On May 3, 2013, the Court of Common Pleas ordered a default judgment against Darryl Yancey for the intentional tort of assault and battery. Subsequently, the court held an inquisition hearing and awarded Patton zero damages. Plaintiff appealed the zero verdict to this court. It is now ORDERED that the judgment is AFFIRMED in part and REVERSED in part, and the case be REMANDED.


This case involves a road rage incident between Robert Patton and Darryl Yancey. There is evidence that the incident was precipitated by Plaintiff, but because of the default judgment in Plaintiff's favor, the court will consider any proven injury to Plaintiff to be compensable. In any event at some point Defendant struck Plaintiff in the head with a club known as a "tire beater."[1]The blow caused Patton to suffer a 4 inch laceration. Patton filed an intentional tort claim in the Court of Common Pleas seeking $49, 999.99 in damages for pain and discomfort, medical expenses and lost wages.[2] Yancey did not file an answer or otherwise respond and therefore, a default judgment was ordered.

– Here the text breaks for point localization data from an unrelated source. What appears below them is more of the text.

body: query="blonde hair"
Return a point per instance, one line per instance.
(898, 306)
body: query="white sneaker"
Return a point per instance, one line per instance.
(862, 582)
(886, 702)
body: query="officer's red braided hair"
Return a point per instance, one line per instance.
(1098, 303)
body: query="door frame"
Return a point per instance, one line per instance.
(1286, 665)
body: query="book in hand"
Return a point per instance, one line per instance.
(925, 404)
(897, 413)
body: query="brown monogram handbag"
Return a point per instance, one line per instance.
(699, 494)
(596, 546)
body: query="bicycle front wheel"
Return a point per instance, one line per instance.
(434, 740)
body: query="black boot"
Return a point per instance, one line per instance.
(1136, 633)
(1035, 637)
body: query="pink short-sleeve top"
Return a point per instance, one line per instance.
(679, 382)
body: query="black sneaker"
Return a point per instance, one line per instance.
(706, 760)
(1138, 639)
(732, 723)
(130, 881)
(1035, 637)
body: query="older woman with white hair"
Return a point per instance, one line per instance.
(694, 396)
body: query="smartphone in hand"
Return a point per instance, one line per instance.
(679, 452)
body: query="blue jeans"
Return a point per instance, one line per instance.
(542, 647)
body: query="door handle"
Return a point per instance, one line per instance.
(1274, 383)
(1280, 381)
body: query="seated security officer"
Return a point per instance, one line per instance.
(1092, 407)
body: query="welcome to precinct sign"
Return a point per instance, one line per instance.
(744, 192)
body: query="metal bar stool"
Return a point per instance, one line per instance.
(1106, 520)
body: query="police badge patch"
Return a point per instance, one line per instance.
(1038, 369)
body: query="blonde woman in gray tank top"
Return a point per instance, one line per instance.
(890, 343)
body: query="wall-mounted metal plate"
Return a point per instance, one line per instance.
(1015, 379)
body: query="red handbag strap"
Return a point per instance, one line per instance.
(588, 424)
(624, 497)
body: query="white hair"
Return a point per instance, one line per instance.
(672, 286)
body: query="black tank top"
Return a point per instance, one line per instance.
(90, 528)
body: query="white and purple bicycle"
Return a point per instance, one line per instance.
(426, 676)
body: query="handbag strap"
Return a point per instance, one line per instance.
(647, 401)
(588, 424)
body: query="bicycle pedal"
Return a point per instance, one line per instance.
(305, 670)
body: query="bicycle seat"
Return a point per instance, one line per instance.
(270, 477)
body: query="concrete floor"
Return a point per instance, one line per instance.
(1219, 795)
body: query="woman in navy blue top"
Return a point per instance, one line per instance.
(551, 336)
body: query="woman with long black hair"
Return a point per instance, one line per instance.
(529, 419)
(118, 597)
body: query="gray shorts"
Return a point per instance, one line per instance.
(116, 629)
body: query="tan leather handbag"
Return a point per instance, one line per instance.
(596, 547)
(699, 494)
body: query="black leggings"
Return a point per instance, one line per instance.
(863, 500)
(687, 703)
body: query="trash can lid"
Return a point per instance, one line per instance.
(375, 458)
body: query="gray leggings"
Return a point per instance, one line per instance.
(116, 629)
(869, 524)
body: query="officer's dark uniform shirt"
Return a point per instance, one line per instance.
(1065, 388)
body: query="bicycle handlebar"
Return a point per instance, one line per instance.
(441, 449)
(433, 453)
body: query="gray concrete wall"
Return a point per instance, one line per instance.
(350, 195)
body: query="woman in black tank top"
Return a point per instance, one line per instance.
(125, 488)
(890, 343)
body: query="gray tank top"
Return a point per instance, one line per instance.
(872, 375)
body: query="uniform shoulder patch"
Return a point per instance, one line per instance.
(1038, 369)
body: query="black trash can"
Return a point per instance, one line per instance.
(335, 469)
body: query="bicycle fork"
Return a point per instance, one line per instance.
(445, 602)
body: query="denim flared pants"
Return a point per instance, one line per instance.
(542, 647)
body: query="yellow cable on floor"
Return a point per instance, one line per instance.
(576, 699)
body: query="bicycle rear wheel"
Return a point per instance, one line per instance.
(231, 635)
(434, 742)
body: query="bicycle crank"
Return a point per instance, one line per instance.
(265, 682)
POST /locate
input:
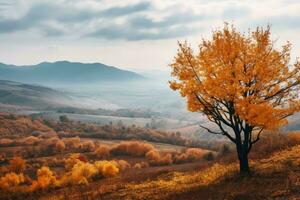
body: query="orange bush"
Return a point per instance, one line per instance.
(6, 142)
(132, 148)
(155, 158)
(87, 146)
(123, 165)
(31, 140)
(107, 168)
(60, 146)
(102, 152)
(71, 143)
(10, 181)
(45, 179)
(17, 164)
(82, 173)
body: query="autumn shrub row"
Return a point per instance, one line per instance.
(154, 157)
(77, 172)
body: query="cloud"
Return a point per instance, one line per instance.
(135, 19)
(43, 15)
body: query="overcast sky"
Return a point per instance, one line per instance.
(130, 34)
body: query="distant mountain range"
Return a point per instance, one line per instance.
(18, 94)
(34, 97)
(65, 72)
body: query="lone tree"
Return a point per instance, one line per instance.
(241, 82)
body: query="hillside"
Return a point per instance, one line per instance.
(18, 94)
(276, 177)
(65, 72)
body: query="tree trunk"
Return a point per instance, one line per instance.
(243, 158)
(244, 165)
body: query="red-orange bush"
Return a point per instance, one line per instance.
(102, 152)
(155, 158)
(132, 148)
(17, 164)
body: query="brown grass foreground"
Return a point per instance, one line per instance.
(277, 177)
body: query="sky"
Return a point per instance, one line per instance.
(140, 35)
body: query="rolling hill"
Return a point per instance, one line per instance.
(18, 94)
(65, 72)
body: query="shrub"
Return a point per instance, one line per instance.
(17, 164)
(31, 140)
(6, 142)
(155, 158)
(45, 179)
(71, 143)
(87, 146)
(106, 168)
(131, 148)
(102, 152)
(71, 161)
(60, 146)
(82, 173)
(123, 165)
(10, 181)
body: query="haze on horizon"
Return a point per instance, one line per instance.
(130, 34)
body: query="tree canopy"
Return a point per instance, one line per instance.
(240, 81)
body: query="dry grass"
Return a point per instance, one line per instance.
(224, 181)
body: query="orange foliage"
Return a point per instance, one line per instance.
(132, 148)
(82, 173)
(45, 179)
(243, 70)
(17, 164)
(123, 165)
(10, 181)
(107, 168)
(155, 158)
(87, 146)
(102, 152)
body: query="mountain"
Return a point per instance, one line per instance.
(65, 72)
(13, 93)
(39, 97)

Plaintiff introduced little evidence to show compensable injuries. He introduced no photographs, medical records or documentation of lost wages. Indeed the only evidence was his testimony which can best be described as perfunctory. Plaintiff testified he suffered a laceration and that he suffered a fractured skull. However he did not introduce any medical testimony or records to document his skull fracture.[3] Plaintiff also testified he was unable to work for a period of time. Plaintiff's work was intermittent, and there was no evidence as to how many work opportunities Plaintiff lost because of his injuries. The upshot of this is the only evidence upon which the trial court could base an award was Plaintiff's testimony that he suffered a four inch laceration which hurt for about a month.

Analysis [4]

This court reviews the denial of a motion for a new trial for an abuse of discretion.[5] Thus, the lower court's decision will not be disturbed unless the "evidence preponderates so heavily against" the decision.[6] Although, in one sense it is understandable that the trial court awarded zero damages, that award insofar as it relates to pain and suffering, is contrary to the law. Because Plaintiff failed to introduce sufficient evidence to show lost wages and medical expenses, the trial court's decision not to award damages for those is affirmed.

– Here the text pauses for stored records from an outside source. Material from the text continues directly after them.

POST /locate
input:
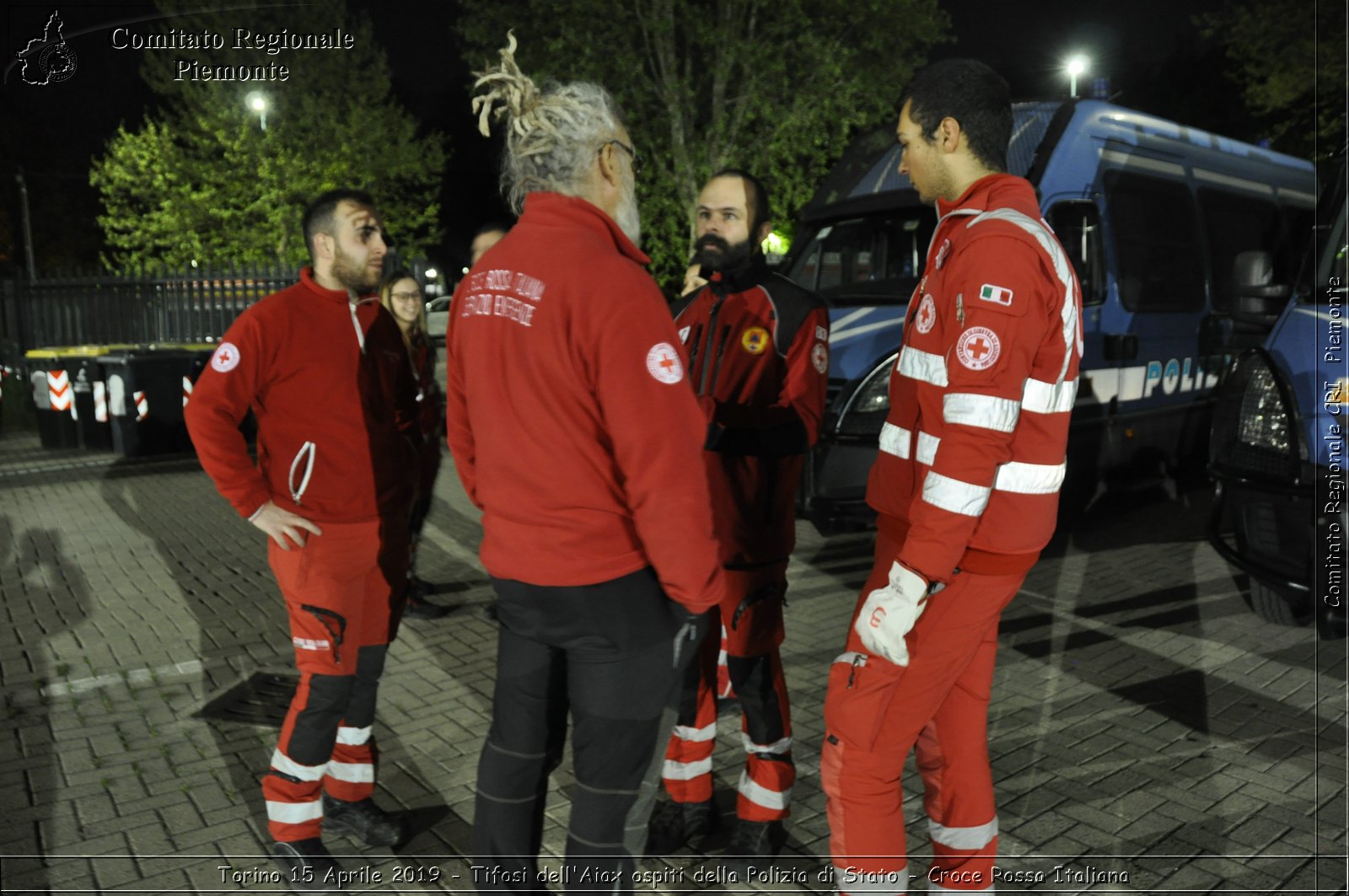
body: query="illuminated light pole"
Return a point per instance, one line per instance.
(258, 103)
(1077, 65)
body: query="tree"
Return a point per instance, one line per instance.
(776, 88)
(202, 181)
(1290, 62)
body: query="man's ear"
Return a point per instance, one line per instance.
(610, 169)
(949, 135)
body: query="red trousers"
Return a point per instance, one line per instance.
(752, 622)
(341, 597)
(876, 711)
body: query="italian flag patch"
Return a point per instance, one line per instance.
(996, 294)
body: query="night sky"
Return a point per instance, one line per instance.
(1150, 49)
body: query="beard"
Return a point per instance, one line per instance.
(352, 276)
(627, 217)
(715, 254)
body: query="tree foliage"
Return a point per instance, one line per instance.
(776, 88)
(202, 181)
(1290, 62)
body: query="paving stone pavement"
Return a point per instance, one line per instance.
(1148, 734)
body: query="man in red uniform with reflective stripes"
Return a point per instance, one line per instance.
(327, 375)
(966, 491)
(759, 357)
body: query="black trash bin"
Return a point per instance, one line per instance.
(145, 400)
(88, 381)
(53, 399)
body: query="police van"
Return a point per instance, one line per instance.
(1153, 216)
(1278, 447)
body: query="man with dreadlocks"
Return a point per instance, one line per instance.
(575, 432)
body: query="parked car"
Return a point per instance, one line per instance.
(438, 319)
(1153, 215)
(1278, 447)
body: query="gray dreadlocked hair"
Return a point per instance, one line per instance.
(551, 135)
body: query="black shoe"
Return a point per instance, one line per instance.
(674, 824)
(420, 609)
(753, 845)
(364, 821)
(308, 866)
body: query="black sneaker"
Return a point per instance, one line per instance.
(753, 845)
(364, 821)
(674, 824)
(308, 866)
(420, 609)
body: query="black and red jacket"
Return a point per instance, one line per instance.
(759, 361)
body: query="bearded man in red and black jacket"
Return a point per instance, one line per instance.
(759, 362)
(325, 373)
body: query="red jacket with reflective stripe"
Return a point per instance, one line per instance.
(571, 419)
(297, 358)
(975, 446)
(759, 348)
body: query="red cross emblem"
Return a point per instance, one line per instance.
(978, 348)
(226, 358)
(663, 363)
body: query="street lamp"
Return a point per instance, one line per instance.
(258, 103)
(1077, 65)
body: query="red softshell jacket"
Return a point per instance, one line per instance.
(570, 413)
(973, 449)
(336, 405)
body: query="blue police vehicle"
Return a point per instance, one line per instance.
(1278, 447)
(1153, 215)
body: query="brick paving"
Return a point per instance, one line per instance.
(1148, 733)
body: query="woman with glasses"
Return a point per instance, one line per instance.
(402, 296)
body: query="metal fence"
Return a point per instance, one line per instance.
(193, 305)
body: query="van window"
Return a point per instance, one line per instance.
(879, 256)
(1078, 227)
(1157, 239)
(1236, 224)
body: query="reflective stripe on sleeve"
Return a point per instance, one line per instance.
(1040, 397)
(955, 496)
(294, 770)
(294, 813)
(923, 366)
(760, 795)
(927, 448)
(1029, 480)
(895, 440)
(986, 412)
(975, 837)
(685, 770)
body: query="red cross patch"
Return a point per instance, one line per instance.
(927, 314)
(978, 348)
(664, 365)
(226, 358)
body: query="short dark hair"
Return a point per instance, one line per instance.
(971, 94)
(319, 213)
(755, 196)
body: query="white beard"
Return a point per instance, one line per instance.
(627, 216)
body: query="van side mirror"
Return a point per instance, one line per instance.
(1259, 300)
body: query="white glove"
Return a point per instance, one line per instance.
(889, 614)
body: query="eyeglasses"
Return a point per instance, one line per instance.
(637, 162)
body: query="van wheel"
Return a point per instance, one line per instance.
(1278, 608)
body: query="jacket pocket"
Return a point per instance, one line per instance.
(860, 693)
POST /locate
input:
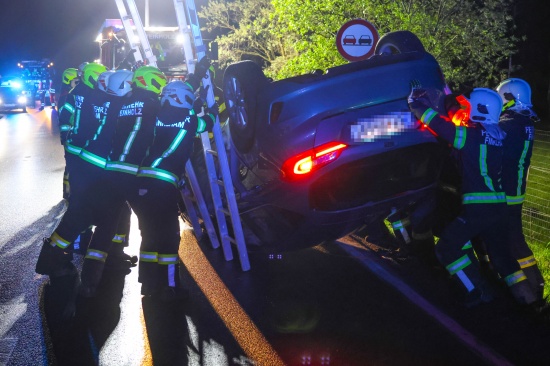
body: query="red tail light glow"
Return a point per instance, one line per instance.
(303, 164)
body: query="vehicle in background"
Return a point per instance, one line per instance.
(13, 94)
(316, 156)
(38, 76)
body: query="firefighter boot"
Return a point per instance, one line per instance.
(535, 279)
(90, 277)
(523, 293)
(53, 261)
(475, 288)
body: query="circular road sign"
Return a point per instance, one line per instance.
(356, 40)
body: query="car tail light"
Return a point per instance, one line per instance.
(301, 165)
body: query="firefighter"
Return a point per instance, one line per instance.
(156, 202)
(101, 252)
(55, 257)
(69, 79)
(517, 120)
(133, 133)
(479, 147)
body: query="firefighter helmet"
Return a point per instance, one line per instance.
(91, 72)
(178, 94)
(120, 83)
(69, 75)
(485, 105)
(149, 78)
(81, 68)
(103, 80)
(516, 92)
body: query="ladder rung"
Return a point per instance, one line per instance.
(231, 239)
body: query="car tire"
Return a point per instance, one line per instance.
(241, 83)
(398, 42)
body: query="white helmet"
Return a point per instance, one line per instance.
(178, 94)
(103, 80)
(120, 83)
(486, 106)
(516, 90)
(81, 68)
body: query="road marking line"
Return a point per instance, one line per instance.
(369, 261)
(245, 332)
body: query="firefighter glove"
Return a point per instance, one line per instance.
(202, 67)
(213, 109)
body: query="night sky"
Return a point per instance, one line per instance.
(65, 30)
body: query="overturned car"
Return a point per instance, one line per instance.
(316, 156)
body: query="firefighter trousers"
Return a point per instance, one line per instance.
(521, 251)
(92, 202)
(156, 205)
(454, 249)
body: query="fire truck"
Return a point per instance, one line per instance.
(165, 42)
(38, 76)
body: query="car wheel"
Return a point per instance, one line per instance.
(399, 42)
(241, 83)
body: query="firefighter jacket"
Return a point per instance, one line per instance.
(479, 155)
(70, 118)
(63, 94)
(518, 148)
(134, 131)
(175, 129)
(98, 146)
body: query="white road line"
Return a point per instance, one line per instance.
(369, 261)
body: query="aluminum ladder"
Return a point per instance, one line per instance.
(187, 7)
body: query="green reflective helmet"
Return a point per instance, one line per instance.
(91, 72)
(69, 75)
(149, 78)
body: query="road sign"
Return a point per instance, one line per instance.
(356, 40)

Typically after a default judgment is ordered, an inquisition hearing is held to determine damages.[7] The preponderance of evidence is the evidentiary standard for this kind of hearing.[8] Accordingly, "[e]vidence that is unrebutted when presented by one side . . . should . . . be considered conclusive."[9] Plaintiff offered substantially no evidence to support his claim Here, it is unrebutted that plaintiff suffered a laceration on his head and suffered pain for about a month. It is well settled that "where evidence conclusively establishes the existence of an injury, however minimal, [an] award of zero damages is against the weight of the evidence and it is an abuse of discretion to deny a new trial."[10] The Supreme Court stated in Maier v. Santucci, [11] "once the existence of an injury has been established causally related to the [tortuous conduct] . . . a verdict of at least minimal damages" is required.[12] Despite the minimal evidence presented, Patton conclusively established an injury, in the form of a laceration, was caused by Yancey and is therefore entitled to at least "minimal damages."

The trial court's dismissal of Plaintiff's claims for medical expenses and lost wages is AFFIRMED. Its denial of Plaintiff's claims for compensatory damages for his laceration is REVERSED and REMANDED.